Cria-se, então, uma acusação contra a presidenta: as “pedaladas fiscais”, que muitos governadores haviam praticado no mesmo período. Meses depois, num ato de vingança contra o PT, que contribuíra para que ele fosse investigado, o presidente da Câmara, com largo histórico de envolvimento em práticas controversas (digamos assim), inicia o processo de impedimento da presidenta da República. O vice-presidente publica carta na qual rompe com o governo, lamentando ter assumido posição somente “decorativa” (sic).
Chegamos, então, ao ápice do roteiro: com olhos em chamas, setores médios e elites vão às varandas de seus apartamentos bater panela. Grandes manifestações são convocadas por esses segmentos, por meio de movimentos laranja e partidos de oposição, financiadas pela Fiesp e grupos empresariais, com grande alarde na mídia, que também convoca e promove com cobertura em tempo real. Milhares de pessoas atendem ao chamado vestindo camisetinhas amarelas, tendo um pato gigante como símbolo e privatizando (eles têm know-how) o hino nacional.
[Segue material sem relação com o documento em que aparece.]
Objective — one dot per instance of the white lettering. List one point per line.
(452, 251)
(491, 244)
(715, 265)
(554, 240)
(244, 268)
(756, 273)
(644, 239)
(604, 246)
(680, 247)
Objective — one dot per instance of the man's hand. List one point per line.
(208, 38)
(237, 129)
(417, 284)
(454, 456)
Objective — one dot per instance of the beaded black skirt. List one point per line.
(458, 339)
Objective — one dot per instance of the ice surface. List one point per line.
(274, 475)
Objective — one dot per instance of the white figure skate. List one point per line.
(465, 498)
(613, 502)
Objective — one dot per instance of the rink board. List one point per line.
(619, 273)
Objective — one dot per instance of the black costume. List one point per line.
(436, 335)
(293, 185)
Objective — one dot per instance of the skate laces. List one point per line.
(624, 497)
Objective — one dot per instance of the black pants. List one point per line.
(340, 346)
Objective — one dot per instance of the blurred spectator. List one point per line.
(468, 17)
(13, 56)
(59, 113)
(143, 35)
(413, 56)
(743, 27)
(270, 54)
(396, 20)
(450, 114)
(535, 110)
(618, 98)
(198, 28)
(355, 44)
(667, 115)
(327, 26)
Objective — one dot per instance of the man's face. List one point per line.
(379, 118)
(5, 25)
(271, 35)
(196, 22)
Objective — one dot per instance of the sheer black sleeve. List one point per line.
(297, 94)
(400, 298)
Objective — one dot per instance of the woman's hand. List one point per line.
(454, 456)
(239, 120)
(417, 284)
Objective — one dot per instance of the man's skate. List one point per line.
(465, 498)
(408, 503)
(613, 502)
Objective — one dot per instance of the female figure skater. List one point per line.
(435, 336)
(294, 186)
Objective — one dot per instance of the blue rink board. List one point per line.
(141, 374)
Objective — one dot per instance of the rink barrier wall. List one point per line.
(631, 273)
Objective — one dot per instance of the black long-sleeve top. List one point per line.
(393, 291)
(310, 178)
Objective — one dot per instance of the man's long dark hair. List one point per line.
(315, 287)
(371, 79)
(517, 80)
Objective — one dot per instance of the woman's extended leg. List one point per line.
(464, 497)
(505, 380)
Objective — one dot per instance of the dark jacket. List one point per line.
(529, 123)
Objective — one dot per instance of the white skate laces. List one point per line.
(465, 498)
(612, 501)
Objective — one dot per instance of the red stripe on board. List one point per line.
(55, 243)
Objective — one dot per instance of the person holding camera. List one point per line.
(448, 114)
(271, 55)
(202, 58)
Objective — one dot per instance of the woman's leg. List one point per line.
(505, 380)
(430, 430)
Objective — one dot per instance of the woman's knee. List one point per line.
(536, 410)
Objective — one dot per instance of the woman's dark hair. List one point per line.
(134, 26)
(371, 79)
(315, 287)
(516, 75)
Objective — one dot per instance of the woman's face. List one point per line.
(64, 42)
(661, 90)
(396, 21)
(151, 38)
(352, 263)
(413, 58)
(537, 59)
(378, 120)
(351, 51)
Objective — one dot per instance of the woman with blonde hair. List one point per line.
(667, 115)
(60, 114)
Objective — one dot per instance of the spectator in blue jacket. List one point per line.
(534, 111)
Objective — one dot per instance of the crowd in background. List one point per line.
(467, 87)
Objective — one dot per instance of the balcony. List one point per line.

Diante de tal comoção, em meio à qual as pessoas que vestem vermelho correm risco de serem agredidas na rua, a presidenta é afastada numa sessão da Câmara que se torna antológica pelas dedicatórias dos votos dos deputados e deputadas às suas mães, filhos, às suas namoradas, ao cãozinho da família. Assim, Michel Temer, o golpista usurpador decorativo, assume interinamente a Presidência, e monta o governo provisório com aqueles que tinham sido derrotados nas eleições de dois anos antes, e também com personagens necessários para qualquer enredo dessa monta: os traidores.
A partir daí, começam a executar o programa que tinha sido derrotado nas urnas quatro vezes, num nível de agilidade que sequer Fernando Henrique Cardoso (que vencera duas eleições) tivera coragem de encaminhar. Abrem caminho para a entrega do pré-sal brasileiro às potências estrangeiras; congelam investimentos públicos em saúde e educação por vinte anos; extinguem órgãos de governo e programas centrais para o desenvolvimento de políticas de distribuição de renda e combate a desigualdades históricas; reformam o ensino médio sem dialogar com nenhum dos setores envolvidos, destituindo-lhe de qualquer mísera perspectiva transformadora; apresentam uma reforma da previdência e outra trabalhista para retirar direitos do povo, mantendo e ampliando direitos dos banqueiros e grandes empresários; legalizam a terceirização irrestrita; atuam para “estancar a sangria” (sic) provocada pela Operação Lava-Jato, para que não sejam atingidos; e disparam balas de borracha e gás lacrimogêneo contra índios, jovens, trabalhadores, e quem quer que ouse levantar-se contra o golpe em curso. Colocam em xeque o direito de greve e o direito à livre manifestação, com a bênção do Poder Judiciário, que, afinal, é peça fundamental do enredo.
O final do filme ainda não está escrito. Há algumas possibilidades: temendo nova derrota nas urnas, que jogaria por terra o processo encaminhado até agora, prendem o ex-presidente Lula e/ou cancelam as eleições nacionais de 2018 – qualquer das opções escancarará o que muitos já perceberam: que vivemos sob um regime de exceção. Outra hipótese: por falta de quadro melhor, elegem o pato gigante presidente da República, e ele governará como terceirizado sob ordens da Casa Branca.
Ou o cachorro assume que fez cocô no lugar errado e recupera sua habilidade de abanar o rabo.